You should now be able to click Control Panel->Users, and now see the Administrator account listed, and if you have admin privil on your current account, you should be able to remove any passwork on Admin account..

/* edit */
OK. I don't remember if caps make a difference with Windows user ids, but 2) above should work assuming you have a userid with admin rights

 

[gbhall]

Well I dont need to go through the whole of what you suggest, as I have removed the password (whatever it was) from administrator. Just to run control useradmin2 seems effectively the same as the procedure you outline.

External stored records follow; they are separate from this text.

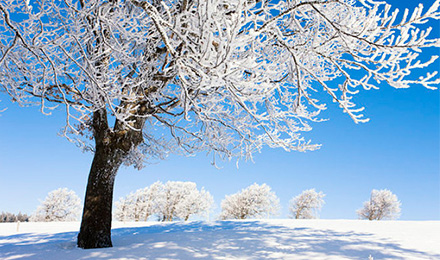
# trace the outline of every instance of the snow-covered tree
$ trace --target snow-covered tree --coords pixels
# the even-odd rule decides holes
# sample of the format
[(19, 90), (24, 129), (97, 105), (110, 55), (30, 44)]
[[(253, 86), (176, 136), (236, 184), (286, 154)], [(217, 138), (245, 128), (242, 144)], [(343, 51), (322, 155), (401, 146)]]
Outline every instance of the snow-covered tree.
[(191, 216), (209, 214), (213, 204), (214, 198), (208, 191), (193, 189), (176, 205), (176, 217), (187, 221)]
[(81, 200), (74, 191), (59, 188), (49, 192), (38, 206), (31, 221), (76, 221), (81, 213)]
[(396, 219), (400, 216), (402, 204), (397, 196), (389, 190), (372, 190), (369, 201), (356, 213), (360, 219), (381, 220)]
[(204, 188), (197, 190), (194, 182), (155, 182), (116, 202), (115, 217), (121, 221), (147, 221), (151, 215), (161, 221), (188, 220), (206, 213), (213, 203), (211, 194)]
[(163, 184), (155, 182), (149, 187), (130, 193), (116, 202), (115, 217), (120, 221), (147, 221), (157, 213), (158, 197), (163, 192)]
[(10, 212), (3, 212), (0, 214), (0, 222), (16, 222), (16, 216), (15, 214), (12, 214)]
[(131, 215), (131, 209), (132, 209), (132, 203), (131, 199), (129, 199), (132, 196), (130, 193), (124, 198), (119, 198), (119, 201), (115, 203), (115, 219), (119, 221), (131, 221), (134, 218), (132, 218)]
[(278, 214), (280, 201), (267, 184), (256, 183), (232, 195), (221, 203), (221, 219), (248, 219)]
[(175, 218), (188, 220), (192, 215), (207, 212), (214, 203), (211, 194), (203, 188), (197, 190), (194, 182), (169, 181), (157, 197), (158, 219), (173, 221)]
[(296, 219), (317, 218), (318, 211), (324, 205), (324, 197), (324, 193), (316, 192), (315, 189), (303, 191), (289, 203), (291, 217)]
[(78, 246), (109, 247), (122, 163), (313, 150), (300, 133), (326, 108), (320, 89), (357, 123), (361, 88), (436, 88), (437, 57), (420, 55), (440, 45), (439, 5), (398, 16), (374, 0), (0, 0), (0, 91), (65, 109), (65, 136), (94, 152)]

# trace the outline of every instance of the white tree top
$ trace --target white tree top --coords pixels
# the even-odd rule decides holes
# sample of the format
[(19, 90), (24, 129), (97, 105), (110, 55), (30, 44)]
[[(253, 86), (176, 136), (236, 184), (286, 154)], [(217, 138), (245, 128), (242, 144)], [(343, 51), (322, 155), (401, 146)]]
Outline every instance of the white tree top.
[[(354, 122), (359, 89), (434, 89), (439, 0), (403, 16), (362, 0), (0, 0), (0, 91), (92, 147), (93, 113), (114, 135), (142, 131), (128, 164), (183, 152), (250, 159), (263, 145), (313, 150), (300, 132), (327, 93)], [(165, 131), (160, 130), (165, 129)], [(96, 130), (96, 129), (95, 129)]]

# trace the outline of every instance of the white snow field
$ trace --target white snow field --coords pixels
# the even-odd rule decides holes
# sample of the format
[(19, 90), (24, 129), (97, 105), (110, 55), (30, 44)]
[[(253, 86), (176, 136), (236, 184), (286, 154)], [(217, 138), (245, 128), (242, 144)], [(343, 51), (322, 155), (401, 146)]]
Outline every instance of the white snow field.
[(0, 259), (440, 259), (440, 221), (114, 222), (113, 247), (89, 250), (78, 229), (0, 223)]

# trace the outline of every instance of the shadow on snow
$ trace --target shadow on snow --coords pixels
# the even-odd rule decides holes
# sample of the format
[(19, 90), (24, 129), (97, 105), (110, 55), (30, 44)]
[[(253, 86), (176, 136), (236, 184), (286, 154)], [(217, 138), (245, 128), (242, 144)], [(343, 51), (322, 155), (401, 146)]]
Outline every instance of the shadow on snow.
[(440, 259), (359, 232), (260, 221), (158, 223), (117, 228), (113, 246), (76, 248), (76, 232), (0, 236), (0, 259)]

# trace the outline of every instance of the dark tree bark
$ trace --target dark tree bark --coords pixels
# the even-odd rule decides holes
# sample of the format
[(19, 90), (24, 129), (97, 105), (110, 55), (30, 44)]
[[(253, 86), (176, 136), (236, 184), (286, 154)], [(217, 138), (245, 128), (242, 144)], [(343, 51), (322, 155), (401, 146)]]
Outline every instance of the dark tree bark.
[(113, 186), (121, 161), (112, 147), (98, 147), (90, 169), (78, 246), (111, 247)]
[(78, 247), (111, 247), (113, 185), (121, 165), (116, 148), (111, 144), (105, 109), (93, 113), (91, 122), (95, 155), (89, 173)]
[[(144, 109), (145, 110), (145, 109)], [(142, 111), (144, 111), (142, 110)], [(136, 129), (142, 129), (145, 118), (134, 118)], [(116, 120), (113, 130), (108, 126), (105, 109), (93, 113), (95, 155), (89, 173), (78, 247), (112, 247), (111, 222), (115, 177), (128, 152), (143, 141), (142, 131), (125, 129)]]

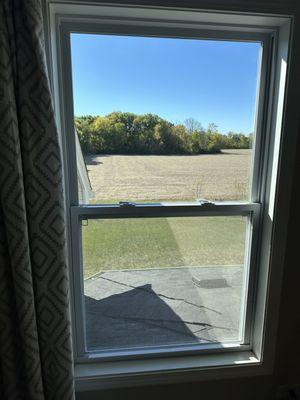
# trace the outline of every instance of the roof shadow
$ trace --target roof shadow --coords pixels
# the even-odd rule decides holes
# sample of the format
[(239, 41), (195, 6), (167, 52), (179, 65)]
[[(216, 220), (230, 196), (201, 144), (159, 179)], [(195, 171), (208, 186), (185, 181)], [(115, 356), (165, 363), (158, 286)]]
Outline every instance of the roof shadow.
[(209, 327), (182, 320), (150, 284), (99, 300), (85, 296), (85, 307), (89, 350), (201, 343), (187, 324)]

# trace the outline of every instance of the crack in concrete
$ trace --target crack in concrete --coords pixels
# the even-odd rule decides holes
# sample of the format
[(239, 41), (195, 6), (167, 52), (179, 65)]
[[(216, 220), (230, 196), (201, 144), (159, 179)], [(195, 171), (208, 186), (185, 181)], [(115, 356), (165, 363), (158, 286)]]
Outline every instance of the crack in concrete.
[(218, 315), (222, 315), (221, 312), (219, 312), (219, 311), (217, 311), (217, 310), (214, 310), (213, 308), (206, 307), (206, 306), (199, 306), (198, 304), (192, 303), (192, 302), (190, 302), (190, 301), (188, 301), (188, 300), (186, 300), (186, 299), (184, 299), (184, 298), (180, 298), (180, 297), (179, 297), (179, 298), (178, 298), (178, 297), (171, 297), (171, 296), (167, 296), (167, 295), (165, 295), (165, 294), (163, 294), (163, 293), (152, 292), (151, 290), (145, 289), (145, 288), (143, 288), (143, 287), (137, 287), (137, 286), (129, 285), (129, 284), (124, 283), (124, 282), (116, 281), (116, 280), (111, 279), (111, 278), (106, 278), (106, 277), (104, 277), (103, 275), (100, 275), (99, 278), (104, 279), (104, 280), (109, 281), (109, 282), (112, 282), (112, 283), (116, 283), (117, 285), (129, 287), (129, 288), (131, 288), (131, 289), (141, 290), (141, 291), (147, 292), (147, 293), (149, 293), (149, 294), (152, 294), (153, 296), (155, 295), (155, 296), (163, 297), (163, 298), (168, 299), (168, 300), (182, 301), (182, 302), (184, 302), (184, 303), (186, 303), (186, 304), (188, 304), (188, 305), (191, 305), (191, 306), (193, 306), (193, 307), (196, 307), (196, 308), (199, 308), (199, 309), (204, 308), (204, 309), (209, 310), (209, 311), (212, 311), (212, 312), (214, 312), (214, 313), (216, 313), (216, 314), (218, 314)]

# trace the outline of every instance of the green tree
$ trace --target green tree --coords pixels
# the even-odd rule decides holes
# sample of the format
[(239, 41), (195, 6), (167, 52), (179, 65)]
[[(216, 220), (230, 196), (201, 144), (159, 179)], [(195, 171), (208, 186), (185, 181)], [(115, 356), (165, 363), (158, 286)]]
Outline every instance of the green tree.
[(126, 149), (126, 129), (122, 122), (97, 117), (91, 127), (93, 152), (123, 153)]
[(253, 141), (253, 134), (223, 135), (214, 123), (205, 130), (193, 118), (176, 125), (151, 113), (115, 111), (106, 116), (75, 117), (75, 127), (82, 150), (87, 153), (218, 153), (226, 148), (249, 148)]
[(91, 152), (91, 124), (95, 117), (91, 115), (84, 115), (82, 117), (75, 117), (75, 128), (78, 135), (81, 148), (84, 152)]

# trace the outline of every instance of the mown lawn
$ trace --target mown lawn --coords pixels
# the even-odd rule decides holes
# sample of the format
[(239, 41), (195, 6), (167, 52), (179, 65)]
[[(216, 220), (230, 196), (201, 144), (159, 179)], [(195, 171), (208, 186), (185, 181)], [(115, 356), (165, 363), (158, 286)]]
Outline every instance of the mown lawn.
[(84, 277), (112, 269), (239, 265), (245, 230), (242, 217), (89, 220), (82, 227)]

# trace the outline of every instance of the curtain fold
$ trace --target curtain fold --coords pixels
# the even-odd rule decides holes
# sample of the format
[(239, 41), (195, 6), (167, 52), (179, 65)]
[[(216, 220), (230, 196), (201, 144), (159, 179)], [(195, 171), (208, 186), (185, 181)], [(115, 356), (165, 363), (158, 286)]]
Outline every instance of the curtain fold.
[(0, 1), (0, 398), (74, 398), (62, 165), (39, 0)]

But your point about me having admin rights as myself is the answer (possibly) to why I was allowed to change the administrator password at all. To change the passwords, you do need to be signed on to XP as any user with admin rights

So MS security is not as bad as I originally thought. Just fairly poor, and weird.....why allow any admin level user to change anybody's password?

 

[DelJo63]

here's the scoop;

Until recently, an OEM installed Windows came with

• no passwords
• no login required
• (and depending upon the vender) you were running on the Owner or the Adminstrator login

Those that purchase a Retail CD may have done similar or whatever - - -

Vista & Win/7 now force you to create the LUA/UAC account and to specify the Admin password.

Attempting to use RUNAS will fail unless there is a password on the Admin account.

CP->User Accounts will show all user-ids on the system (if you're running from Admin)
{all except the 'hidden' Administrator}. XP/Home users must boot into Safe Mode to see
this hidden login.

Safe Mode will show you ALL logins with Admin priviliges - - you should be sure to set a password for all of these if you want to protect your system.

Any account can have Admin privs, but be careful there - - that opens the door for
"too many cooks" to spoil your soup (ie windows).

Personally, I've created an LUA account with some password xxxxx
and then set a prefix for the Admin account(s) passwords eg: admin-xxxx
so my pea-brain can remember them.

I also only use the LUA account when surfing the net to make just one more bump in the road for all attackers

 

[DelJo63]

forgot to mention:
You can set the NTFS ownership and / or permissions to

• the account Administrator
• the group Administrators

the latter of which can be very handy

 

[gbhall]

That's useful stuff, Jobeard, and if/when I upgrade to Win7 I will refer to it. I also take your point that using one account for all work is not the most secure choice.